February 05, 1992|By RICHARD REEVES

NEW YORK. — New York -- Barring unexpected bad luck, this will be the first time in 24 years that I will not be in New Hampshire for its quadrennial vote festival, ''First Primary in the Nation.''

I won't miss it.

In fact, I take a certain perverse pleasure in listening to the Yankee whining coming from that corner this year about rising taxes and declining government in these hard times. The people of New Hampshire, with no state income tax or state sales tax, have made their bed, of ice, and now they have to lie in it -- and pay rising property taxes just to maintain their abysmal level of public services.

''Live Free or Die'' is the state motto. My observation, based on all those visits over the years, was that folks really meant the first part. A lot of them in the southern part of the state, which is where the people huddle together in the winter, were trying to live free by working across the border in Massachusetts and skidding back to their chilly tax haven at night.

In 1988, my last trip, New Hampshire was booming. Unemployment was below 2.5 percent and the price of an average house -- one near employment in Massachusetts -- rose to more than $140,000.

Now unemployment is almost 8 percent and the average house price is down to $111,000. The state has lost more than 50,000 jobs in just four years.

I wish those terrible things had not happened to my fellow Americans, but at least it stopped the constant and sanctimonious verbal contempt for government in general and ''Taxachusetts'' in particular.

The public works and diverse non-Yankee public of Boston were seen as an affront to New Hampshiremen who went to white wooden churches and hid their money from the collection plates of government. With the grace of God, they persuaded themselves, they did not need the modern services and industries of Massachusetts and they did not need to invest any of their own money in roads and classrooms -- there was not even garbage collection in many parts -- and other such responsibilities of civilized government.

So, they lived free, passing around ''The Pledge,'' created by one of the United States' worst newspapers, the Manchester Union Leader, a slip of paper committing politicians not to consider imposing broad-based taxes on noble New Hampshire. Sign or die, candidates.

That's how George Bush defeated Bob Dole in the 1988 Republican primary: Mr. Dole was asked to sign a national pledge not to raise federal taxes during a televised debate. He refused, and that was it for him.

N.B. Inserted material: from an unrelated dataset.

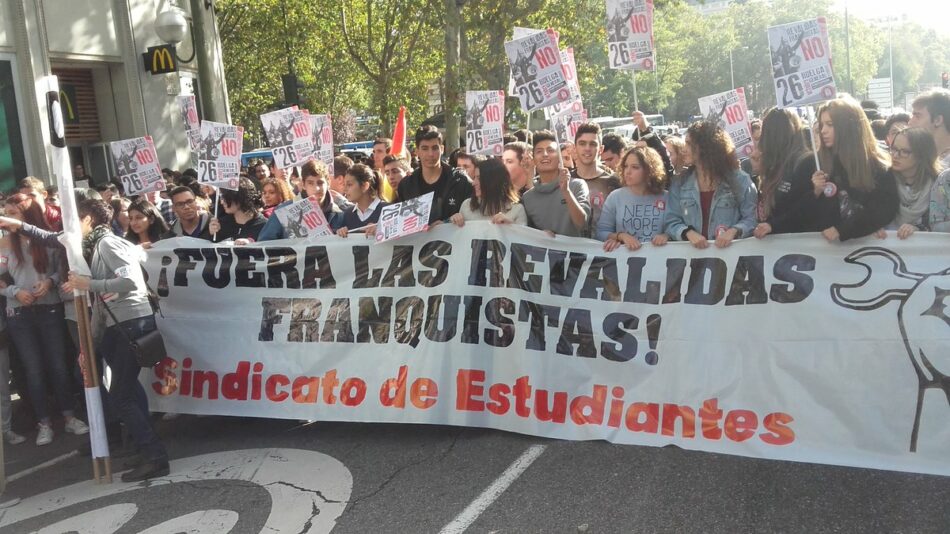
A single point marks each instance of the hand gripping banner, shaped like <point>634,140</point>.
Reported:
<point>785,348</point>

It was great, self-deluding fun. Shopping malls were built along the border, sometimes with the parking lots in Massachusetts, so that people from Boston and environs could avoid their home state's sales taxes. All that worked up to a point. The point was the collapse of the Massachusetts economy, with the debris falling on the border-crossers in New Hampshire.

Without a prosperous Massachusetts to drain, 1 million New Hampshiremen and women have to pay their own bills, usually through property taxes that are becoming among the highest in the country. One of the things that hurts most now is the inflexibility of those property taxes.

Income taxes go down when you lose a job; property taxes don't. Mortgage payments don't go down, either, and more than 150,000 state homeowners are delinquent in mortgage payments.

A hard place, I think. It is not for nothing that New Hampshire

calls itself the Granite State. There's a mean streak up there. Or is it a coincidence that that one flinty little state could produce such mean little men, from Sherman Adams to John Sununu, watched over by the ghost of William Loeb past?

Having said that, I suppose we all owe something to New Hampshire every four years for rubbing some of the rough edges off the men who would be president. Where else but in New Hampshire would people think that Pat Buchanan is a cuddly guy?

, Maybe it's just the mittens.

Richard Reeves is a syndicated columnist.